From his point of view, the continued operation of German nuclear power plants could make a significant contribution to saving gas, as about 15 percent of the electricity in Germany is still generated by gas-fired power plants. If Russia cuts off all gas supplies to the EU, more reserves will be available for domestic and industrial heating.

“If Germany wants to save gas, please let its nuclear power plants – or the three that shut down last year, go back to the grid,” Slovakian economics minister Richard Sulik said on Tuesday. An EU consultation in Brussels explained. Hungary’s head of government, Viktor Orban, also expressed his criticism – with fears that the promised natural gas would be “removed” from his country in the event of a crisis. Budapest did not agree with the EU emergency plan.

Belgium postpones exit for ten years

Belgium halted its nuclear phase-out plans for 2025 relatively soon after the Russian attack on Ukraine in late February, and the plans were only recently finalised. Two reactors will now remain on the grid until 2036, with some shutting down before that. The country currently operates seven reactors at two nuclear power plants, Doel and Tihange, both of which are showing their age.

“Stuttgart Declaration” and Bizarre Suggestions

Recently an unconventional to quirky idea came from Poland. “If the Germans do not want to use their own nuclear power, they should lease it,” demanded Member of Parliament Paulina Matisiak from the left-wing Razem (England: Together) party after a trip to Berlin. The Polish government should make a similar offer to the German government. German nuclear power plants must continue to operate “for the benefit of Europe’s security and climate”, Rzeum party leader Adrian Zandberg wrote on the short message service Twitter.

In early July, ten EU energy ministers, including the French, spoke in favor of the expansion of nuclear power in the Union in a guest commentary to the German “Handelsblatt” – keywords: “classification” and “green” power plants from nuclear power. . In Germany, 20 scientists from different universities filed an open letter called the “Stuttgart Declaration” with the Bundestag this week. It begins with the following: “Germany was driven into an energy shortage by focusing only on the sun, wind and natural gas.” This is followed by a petition for nuclear power with the sun and wind as the third “climate protection pillar”.

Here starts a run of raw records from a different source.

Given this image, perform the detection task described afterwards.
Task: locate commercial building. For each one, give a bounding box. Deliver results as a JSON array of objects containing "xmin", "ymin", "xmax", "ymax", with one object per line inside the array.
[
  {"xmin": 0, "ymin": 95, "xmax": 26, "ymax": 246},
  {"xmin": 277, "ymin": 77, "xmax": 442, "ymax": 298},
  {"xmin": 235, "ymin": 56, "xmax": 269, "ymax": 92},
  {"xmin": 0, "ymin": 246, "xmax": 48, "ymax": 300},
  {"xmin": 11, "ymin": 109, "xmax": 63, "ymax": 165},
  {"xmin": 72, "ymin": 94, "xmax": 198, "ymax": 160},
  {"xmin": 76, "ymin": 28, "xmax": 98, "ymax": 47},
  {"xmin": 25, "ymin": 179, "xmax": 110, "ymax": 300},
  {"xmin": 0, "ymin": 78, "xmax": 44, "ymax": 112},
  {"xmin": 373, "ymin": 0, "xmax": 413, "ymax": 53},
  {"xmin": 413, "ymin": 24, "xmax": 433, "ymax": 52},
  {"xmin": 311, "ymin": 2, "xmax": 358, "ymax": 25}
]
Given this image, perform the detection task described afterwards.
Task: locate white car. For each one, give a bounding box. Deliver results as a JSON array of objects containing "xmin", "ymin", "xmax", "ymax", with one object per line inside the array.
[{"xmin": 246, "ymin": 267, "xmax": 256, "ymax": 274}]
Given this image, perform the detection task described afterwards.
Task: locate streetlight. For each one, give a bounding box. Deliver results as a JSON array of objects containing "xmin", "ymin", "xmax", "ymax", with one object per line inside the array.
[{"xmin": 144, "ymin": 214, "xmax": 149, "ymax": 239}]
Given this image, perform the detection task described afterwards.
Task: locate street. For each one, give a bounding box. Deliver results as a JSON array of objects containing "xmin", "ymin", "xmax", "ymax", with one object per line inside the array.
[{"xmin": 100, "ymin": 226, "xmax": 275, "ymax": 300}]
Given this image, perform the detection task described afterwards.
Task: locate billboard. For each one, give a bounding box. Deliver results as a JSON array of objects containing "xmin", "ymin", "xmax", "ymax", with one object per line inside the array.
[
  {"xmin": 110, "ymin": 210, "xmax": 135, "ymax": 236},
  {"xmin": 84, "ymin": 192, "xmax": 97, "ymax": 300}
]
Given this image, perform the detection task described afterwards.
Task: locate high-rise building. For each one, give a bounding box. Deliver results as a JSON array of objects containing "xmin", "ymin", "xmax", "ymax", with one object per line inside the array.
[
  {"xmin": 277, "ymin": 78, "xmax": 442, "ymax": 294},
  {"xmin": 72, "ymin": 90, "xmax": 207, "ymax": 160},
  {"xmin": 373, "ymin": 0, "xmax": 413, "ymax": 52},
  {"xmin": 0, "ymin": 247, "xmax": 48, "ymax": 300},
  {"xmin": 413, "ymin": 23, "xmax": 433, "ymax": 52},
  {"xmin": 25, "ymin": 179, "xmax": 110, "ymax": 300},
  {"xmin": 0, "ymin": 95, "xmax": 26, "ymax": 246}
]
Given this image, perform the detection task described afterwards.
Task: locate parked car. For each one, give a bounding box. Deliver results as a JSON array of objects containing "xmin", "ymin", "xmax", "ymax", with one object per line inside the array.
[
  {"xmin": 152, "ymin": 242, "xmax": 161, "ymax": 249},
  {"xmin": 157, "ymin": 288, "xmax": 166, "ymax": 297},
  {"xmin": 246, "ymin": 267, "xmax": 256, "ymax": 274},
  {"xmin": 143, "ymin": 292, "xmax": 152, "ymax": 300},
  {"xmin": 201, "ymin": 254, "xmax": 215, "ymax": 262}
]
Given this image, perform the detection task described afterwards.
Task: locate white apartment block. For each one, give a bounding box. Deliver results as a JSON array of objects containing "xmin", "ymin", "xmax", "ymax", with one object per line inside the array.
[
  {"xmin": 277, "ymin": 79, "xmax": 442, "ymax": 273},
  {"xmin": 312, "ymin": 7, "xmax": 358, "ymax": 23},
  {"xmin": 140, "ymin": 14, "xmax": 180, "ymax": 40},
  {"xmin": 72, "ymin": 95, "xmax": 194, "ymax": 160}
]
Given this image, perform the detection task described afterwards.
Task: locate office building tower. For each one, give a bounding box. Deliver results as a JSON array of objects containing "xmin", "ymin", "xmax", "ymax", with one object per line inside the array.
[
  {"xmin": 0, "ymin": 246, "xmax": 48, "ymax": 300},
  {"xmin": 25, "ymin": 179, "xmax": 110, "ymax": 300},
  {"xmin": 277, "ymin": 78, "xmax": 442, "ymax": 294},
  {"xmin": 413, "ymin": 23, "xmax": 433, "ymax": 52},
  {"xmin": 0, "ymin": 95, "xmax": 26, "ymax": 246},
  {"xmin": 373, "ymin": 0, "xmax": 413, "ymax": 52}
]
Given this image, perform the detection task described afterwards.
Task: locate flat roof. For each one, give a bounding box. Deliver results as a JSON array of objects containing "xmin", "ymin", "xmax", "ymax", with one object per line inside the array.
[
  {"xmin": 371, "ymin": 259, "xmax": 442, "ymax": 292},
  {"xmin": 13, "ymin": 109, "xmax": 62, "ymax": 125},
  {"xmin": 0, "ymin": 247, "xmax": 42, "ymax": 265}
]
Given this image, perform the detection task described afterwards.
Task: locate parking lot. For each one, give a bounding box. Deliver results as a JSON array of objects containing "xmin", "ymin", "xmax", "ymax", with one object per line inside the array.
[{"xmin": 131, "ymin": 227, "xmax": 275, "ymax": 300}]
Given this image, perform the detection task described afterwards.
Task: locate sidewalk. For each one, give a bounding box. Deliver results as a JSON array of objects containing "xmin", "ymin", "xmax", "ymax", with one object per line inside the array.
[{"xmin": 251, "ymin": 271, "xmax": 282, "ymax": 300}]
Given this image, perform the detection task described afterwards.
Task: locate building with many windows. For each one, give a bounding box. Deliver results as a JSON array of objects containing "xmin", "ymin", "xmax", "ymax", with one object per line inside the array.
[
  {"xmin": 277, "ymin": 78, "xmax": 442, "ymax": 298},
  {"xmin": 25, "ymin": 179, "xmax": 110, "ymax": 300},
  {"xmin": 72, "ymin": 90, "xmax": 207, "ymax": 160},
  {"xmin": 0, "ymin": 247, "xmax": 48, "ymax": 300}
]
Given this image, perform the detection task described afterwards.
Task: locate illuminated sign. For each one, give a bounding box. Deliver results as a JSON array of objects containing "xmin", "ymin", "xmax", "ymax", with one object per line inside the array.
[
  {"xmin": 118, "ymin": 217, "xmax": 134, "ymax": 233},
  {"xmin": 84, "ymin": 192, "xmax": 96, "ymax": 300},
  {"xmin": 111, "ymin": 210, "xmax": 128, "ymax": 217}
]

A “sham debate” or something?

In the middle of the week, German Finance Minister Christian Lindner (FDP) again spoke in favor of continued operation of the remaining three nuclear power plants until 2024. “In any case, a power outage must be prevented,” he said in Berlin. It was “open to the use of nuclear power in its current state”. To what extent this might even include power plants that have already been shut down, he “cannot judge”. For the three that are still in operation, “we need this discussion”.

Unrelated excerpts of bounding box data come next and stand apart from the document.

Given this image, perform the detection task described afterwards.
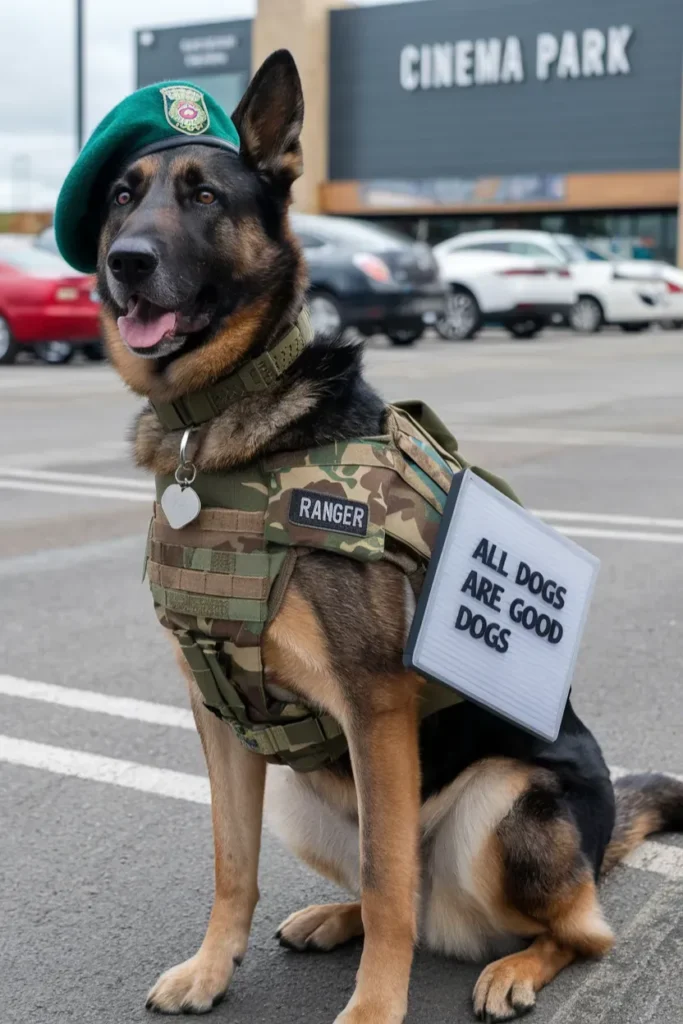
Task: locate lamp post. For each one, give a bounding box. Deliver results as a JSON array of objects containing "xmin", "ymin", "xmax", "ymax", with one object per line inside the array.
[{"xmin": 76, "ymin": 0, "xmax": 84, "ymax": 153}]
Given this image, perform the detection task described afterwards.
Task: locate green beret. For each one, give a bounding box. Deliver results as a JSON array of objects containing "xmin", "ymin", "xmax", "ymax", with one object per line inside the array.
[{"xmin": 54, "ymin": 82, "xmax": 240, "ymax": 273}]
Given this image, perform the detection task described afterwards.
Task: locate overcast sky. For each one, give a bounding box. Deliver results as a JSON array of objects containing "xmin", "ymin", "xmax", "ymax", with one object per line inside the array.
[{"xmin": 0, "ymin": 0, "xmax": 411, "ymax": 211}]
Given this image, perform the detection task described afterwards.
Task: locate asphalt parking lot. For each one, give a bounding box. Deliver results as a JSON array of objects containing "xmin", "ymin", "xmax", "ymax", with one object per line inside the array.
[{"xmin": 0, "ymin": 332, "xmax": 683, "ymax": 1024}]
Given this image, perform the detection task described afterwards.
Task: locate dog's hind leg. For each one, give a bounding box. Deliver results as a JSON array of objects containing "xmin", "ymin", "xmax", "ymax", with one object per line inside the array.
[
  {"xmin": 147, "ymin": 667, "xmax": 265, "ymax": 1014},
  {"xmin": 423, "ymin": 758, "xmax": 613, "ymax": 1022},
  {"xmin": 472, "ymin": 770, "xmax": 613, "ymax": 1021},
  {"xmin": 265, "ymin": 767, "xmax": 362, "ymax": 952}
]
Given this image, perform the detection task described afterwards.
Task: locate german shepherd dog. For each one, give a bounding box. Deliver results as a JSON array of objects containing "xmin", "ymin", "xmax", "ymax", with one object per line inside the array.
[{"xmin": 98, "ymin": 51, "xmax": 683, "ymax": 1024}]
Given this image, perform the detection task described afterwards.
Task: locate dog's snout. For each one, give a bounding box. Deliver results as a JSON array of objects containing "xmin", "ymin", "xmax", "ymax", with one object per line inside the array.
[{"xmin": 106, "ymin": 239, "xmax": 159, "ymax": 288}]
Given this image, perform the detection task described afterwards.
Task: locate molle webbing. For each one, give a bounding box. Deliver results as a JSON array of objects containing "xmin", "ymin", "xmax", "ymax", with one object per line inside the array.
[{"xmin": 146, "ymin": 493, "xmax": 346, "ymax": 771}]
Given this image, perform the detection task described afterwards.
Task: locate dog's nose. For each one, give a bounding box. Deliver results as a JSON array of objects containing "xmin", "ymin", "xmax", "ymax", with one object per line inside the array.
[{"xmin": 106, "ymin": 239, "xmax": 159, "ymax": 288}]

Graphic on nuclear phase-out in Germany

Graphics: apa/orf.at

The CDU and opposition leader Friedrich Merz called on the federal government consisting of the SPD, the Greens and the FDP to immediately purchase new fuel rods. Like the Greens, the SPD is also skeptical about extending the term. German Chancellor Olaf Scholz (SPD) wants to wait for the results of the ongoing “stress test” before making a decision.

As for coalition ally Greens, German Bundestag vice-president Katrin Göring-Eckardt on Friday called the entire differences a “false debate” – although she did not rule out a (brief) “stretching operation” that was recently beyond the end. in an emergency of the year. “It’s made up with nuclear phase-out.” Such was the “agreed in alliance”.

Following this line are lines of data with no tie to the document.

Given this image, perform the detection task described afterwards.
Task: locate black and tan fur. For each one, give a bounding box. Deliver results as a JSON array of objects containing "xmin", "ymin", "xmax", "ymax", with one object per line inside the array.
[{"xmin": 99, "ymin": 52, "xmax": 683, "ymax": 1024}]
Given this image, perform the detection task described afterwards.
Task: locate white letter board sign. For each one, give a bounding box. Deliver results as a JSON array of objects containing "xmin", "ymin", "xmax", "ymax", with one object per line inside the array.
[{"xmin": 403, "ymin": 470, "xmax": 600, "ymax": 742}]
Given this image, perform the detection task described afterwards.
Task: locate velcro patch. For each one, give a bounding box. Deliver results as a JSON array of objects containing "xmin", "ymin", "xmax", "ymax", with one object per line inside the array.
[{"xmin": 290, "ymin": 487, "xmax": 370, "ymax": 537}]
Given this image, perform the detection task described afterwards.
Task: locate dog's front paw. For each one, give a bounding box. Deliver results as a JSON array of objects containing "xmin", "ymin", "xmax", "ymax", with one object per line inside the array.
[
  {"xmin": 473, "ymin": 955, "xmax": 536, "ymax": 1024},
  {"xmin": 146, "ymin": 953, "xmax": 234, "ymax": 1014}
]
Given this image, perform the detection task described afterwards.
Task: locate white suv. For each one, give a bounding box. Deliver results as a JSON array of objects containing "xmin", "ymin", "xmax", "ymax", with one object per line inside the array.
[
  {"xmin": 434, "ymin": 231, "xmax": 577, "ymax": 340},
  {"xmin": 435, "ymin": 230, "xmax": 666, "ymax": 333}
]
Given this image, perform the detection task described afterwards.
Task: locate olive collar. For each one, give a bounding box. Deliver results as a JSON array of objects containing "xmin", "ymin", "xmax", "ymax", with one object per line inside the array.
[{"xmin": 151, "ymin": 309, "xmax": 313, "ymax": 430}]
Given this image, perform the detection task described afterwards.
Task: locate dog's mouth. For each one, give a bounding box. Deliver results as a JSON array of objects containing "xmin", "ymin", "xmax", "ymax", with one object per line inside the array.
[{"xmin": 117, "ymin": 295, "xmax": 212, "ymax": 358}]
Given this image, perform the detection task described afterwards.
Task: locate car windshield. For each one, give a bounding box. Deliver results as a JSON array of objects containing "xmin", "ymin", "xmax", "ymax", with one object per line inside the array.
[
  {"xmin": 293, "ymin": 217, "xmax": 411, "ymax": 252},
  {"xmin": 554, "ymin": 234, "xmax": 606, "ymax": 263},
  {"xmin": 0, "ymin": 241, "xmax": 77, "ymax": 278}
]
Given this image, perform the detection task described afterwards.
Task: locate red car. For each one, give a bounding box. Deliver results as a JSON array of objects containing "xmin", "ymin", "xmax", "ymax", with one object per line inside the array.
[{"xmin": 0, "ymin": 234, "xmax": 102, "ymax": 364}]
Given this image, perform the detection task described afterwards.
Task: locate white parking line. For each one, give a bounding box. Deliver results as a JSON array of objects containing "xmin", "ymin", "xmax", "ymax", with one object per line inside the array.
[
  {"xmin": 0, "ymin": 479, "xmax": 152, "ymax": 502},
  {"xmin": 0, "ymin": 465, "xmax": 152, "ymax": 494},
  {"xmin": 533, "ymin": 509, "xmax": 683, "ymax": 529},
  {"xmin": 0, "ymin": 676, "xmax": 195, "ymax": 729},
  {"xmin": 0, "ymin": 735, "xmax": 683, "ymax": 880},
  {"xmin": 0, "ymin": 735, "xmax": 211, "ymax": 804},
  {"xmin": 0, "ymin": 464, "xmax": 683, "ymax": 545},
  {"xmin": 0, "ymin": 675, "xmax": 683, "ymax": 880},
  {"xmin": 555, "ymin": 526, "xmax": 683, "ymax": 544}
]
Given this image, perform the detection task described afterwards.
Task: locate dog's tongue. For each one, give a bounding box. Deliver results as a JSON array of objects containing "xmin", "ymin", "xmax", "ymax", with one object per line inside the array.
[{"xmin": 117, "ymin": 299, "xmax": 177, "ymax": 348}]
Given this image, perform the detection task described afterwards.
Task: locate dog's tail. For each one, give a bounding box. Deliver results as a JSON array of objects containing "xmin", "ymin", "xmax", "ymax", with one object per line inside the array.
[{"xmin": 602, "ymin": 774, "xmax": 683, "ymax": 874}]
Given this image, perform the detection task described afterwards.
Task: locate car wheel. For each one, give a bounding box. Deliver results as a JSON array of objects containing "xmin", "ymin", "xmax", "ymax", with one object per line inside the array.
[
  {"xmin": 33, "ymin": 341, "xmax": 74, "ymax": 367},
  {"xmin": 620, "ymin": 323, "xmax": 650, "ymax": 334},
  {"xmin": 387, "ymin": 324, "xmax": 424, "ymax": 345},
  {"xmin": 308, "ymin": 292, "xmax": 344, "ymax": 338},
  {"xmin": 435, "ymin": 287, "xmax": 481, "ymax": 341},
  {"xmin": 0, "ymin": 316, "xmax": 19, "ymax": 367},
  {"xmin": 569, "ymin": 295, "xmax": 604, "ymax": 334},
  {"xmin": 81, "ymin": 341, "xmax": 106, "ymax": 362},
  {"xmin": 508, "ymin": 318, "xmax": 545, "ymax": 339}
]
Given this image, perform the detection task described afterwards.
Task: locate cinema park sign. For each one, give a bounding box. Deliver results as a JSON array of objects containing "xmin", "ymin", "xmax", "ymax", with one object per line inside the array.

“Safety is and remains the most important criterion”

BASE’s president, Wolfram König, raised a question that has been somewhat neglected in the current debate: the safety of nuclear reactors, which has been going on for years. He views the lifetime extension of the last three German nuclear power plants in operation and the return of nuclear power with skepticism.

“Long terms, stretching operations or re-entry – how much more nuclear power could that be?” He asked Editorial Network Germany (RND). “A central aspect is missing in the current debate: safety is and remains the most important benchmark for dealing with the high-risk technology of nuclear power.”